# Perch Styles



## CGull (Mar 26, 2013)

Is a perch system like below preferred or will round wood dowels work just as well?


----------



## Pollo70 (Jan 3, 2012)

Both styles are good


----------



## LouisAnna23 (May 4, 2014)

pigeons tend to prefer flat surfaces because they can relax and don't ahve to hold on. Round perches are fine in an aviary I think or in combination with flat surfaces. But for sleeping perches they should be flat topped.

Also it is a good idea to put a spacer behind the box perch. that will make the bird have more space and be more comfortable, and will keep the perches cleaner


----------



## CGull (Mar 26, 2013)

How wide of a flat surface is recommended?


----------



## Shadybug Lofts (Mar 13, 2010)

Wide as the edge of a 2x4 is good, 1 1/2" A 2"x2" makes a good perch but you can go as wide as you want, but the wider the more scrapping you have to do.


----------



## CGull (Mar 26, 2013)

The 1.5" edge of a 2x4 is what I have been using. Sounds like I will continue to use them. I'd rather not spend my time scraping.


----------



## Jay3 (May 4, 2008)

They really like the 2X4's turned the other way, with the wide side up. They can even lay on them which they like to do. They really don't require much scraping at all.


----------



## LouisAnna23 (May 4, 2014)

I have a mix which i think works really well - and has reduced fighting funnily enough - since some birds prefer some perches and so will go for those and I dont have everyone fighting for the highest perches.

I have wide plastic V-perches that I can unhook and wash when I need to (not often) - flat piece at the top is 1.5"

I have some flat perches of 1.5" - they seem to have better grip and prefer these when they are showing off and bouncing around

I have 3" wide perches that they love sleeping and relaxing on - I scrape them about once a week - they do not mess them much when they are lying on them.

I have long bars of 2" wide that they rest on quite easily in the sun.
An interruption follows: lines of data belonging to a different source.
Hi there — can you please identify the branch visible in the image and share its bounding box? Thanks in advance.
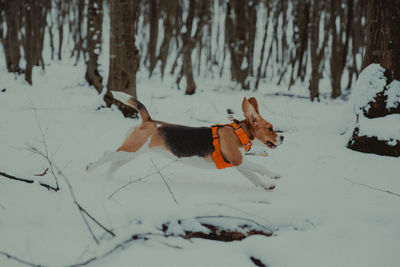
[0,172,60,192]
[150,158,178,204]
[108,159,179,199]
[31,102,59,190]
[343,178,400,197]
[0,251,45,267]
[28,103,115,245]
[0,233,182,267]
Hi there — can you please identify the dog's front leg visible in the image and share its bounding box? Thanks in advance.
[235,166,275,190]
[240,157,281,179]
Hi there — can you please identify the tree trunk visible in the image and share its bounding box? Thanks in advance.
[147,0,159,77]
[347,0,400,157]
[85,0,103,93]
[104,0,139,117]
[107,0,139,98]
[363,0,400,80]
[2,0,21,73]
[180,0,196,95]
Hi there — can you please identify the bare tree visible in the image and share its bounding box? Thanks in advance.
[107,0,139,97]
[21,0,49,84]
[2,0,21,73]
[363,0,400,80]
[85,0,103,93]
[309,0,329,101]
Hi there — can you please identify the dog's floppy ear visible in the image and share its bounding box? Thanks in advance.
[242,97,258,124]
[249,97,260,114]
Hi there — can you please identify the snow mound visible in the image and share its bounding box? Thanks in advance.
[349,64,387,115]
[358,114,400,144]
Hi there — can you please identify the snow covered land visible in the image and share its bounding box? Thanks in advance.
[0,59,400,267]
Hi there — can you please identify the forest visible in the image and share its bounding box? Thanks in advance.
[0,0,400,267]
[0,0,366,101]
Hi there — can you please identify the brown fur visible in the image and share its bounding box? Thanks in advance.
[117,97,277,166]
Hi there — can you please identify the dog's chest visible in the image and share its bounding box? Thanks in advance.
[158,125,214,158]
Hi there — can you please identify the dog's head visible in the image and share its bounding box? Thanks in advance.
[242,97,283,149]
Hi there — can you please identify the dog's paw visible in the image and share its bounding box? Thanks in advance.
[261,184,275,191]
[269,173,282,179]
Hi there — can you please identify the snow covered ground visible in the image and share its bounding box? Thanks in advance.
[0,60,400,267]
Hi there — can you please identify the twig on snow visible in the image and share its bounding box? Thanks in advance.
[0,251,45,267]
[28,103,115,245]
[35,168,49,176]
[343,177,400,197]
[0,172,60,192]
[108,159,179,199]
[0,232,182,267]
[31,103,59,190]
[150,158,178,204]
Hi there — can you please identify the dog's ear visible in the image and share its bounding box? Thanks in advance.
[249,97,260,114]
[242,97,258,124]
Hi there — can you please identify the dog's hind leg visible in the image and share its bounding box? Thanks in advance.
[86,151,133,172]
[107,150,141,175]
[235,166,275,190]
[240,158,281,179]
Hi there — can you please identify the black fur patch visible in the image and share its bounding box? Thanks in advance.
[159,125,214,158]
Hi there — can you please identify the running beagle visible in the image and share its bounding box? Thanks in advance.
[86,92,283,190]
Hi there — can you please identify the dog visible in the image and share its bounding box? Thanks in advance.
[86,91,284,190]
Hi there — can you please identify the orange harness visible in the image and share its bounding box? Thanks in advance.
[211,122,253,169]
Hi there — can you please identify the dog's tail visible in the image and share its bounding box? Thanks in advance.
[111,91,151,122]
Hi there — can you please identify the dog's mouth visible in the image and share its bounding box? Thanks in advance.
[265,141,277,149]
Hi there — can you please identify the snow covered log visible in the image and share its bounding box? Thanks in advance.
[347,64,400,157]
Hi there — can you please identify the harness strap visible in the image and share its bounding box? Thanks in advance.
[211,122,252,169]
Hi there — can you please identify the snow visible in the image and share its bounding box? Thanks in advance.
[349,64,386,114]
[0,61,400,267]
[385,80,400,109]
[358,114,400,140]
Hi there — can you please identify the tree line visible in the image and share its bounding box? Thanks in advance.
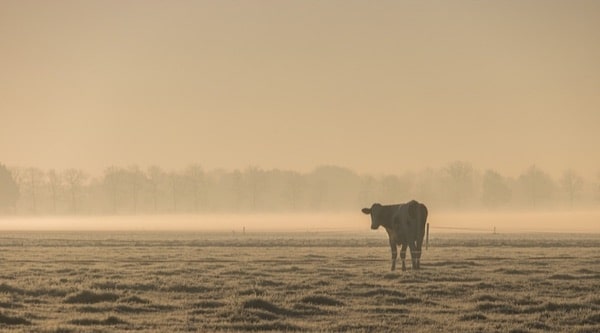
[0,161,600,215]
These are about 3" away from the wire and they have enough space to turn but are also close enough that they do not get unbalanced easily.

I have one wide bar of 4.5" in the centre that my dominant cocks use to show off.

I have a roomy loft with space for more birds, so I only need to really scrape perches and stuff once or twice a week


----------



## Jay3 (May 4, 2008)

It often isn't so much the perch, but the placement that decides where they like to perch or roost.


----------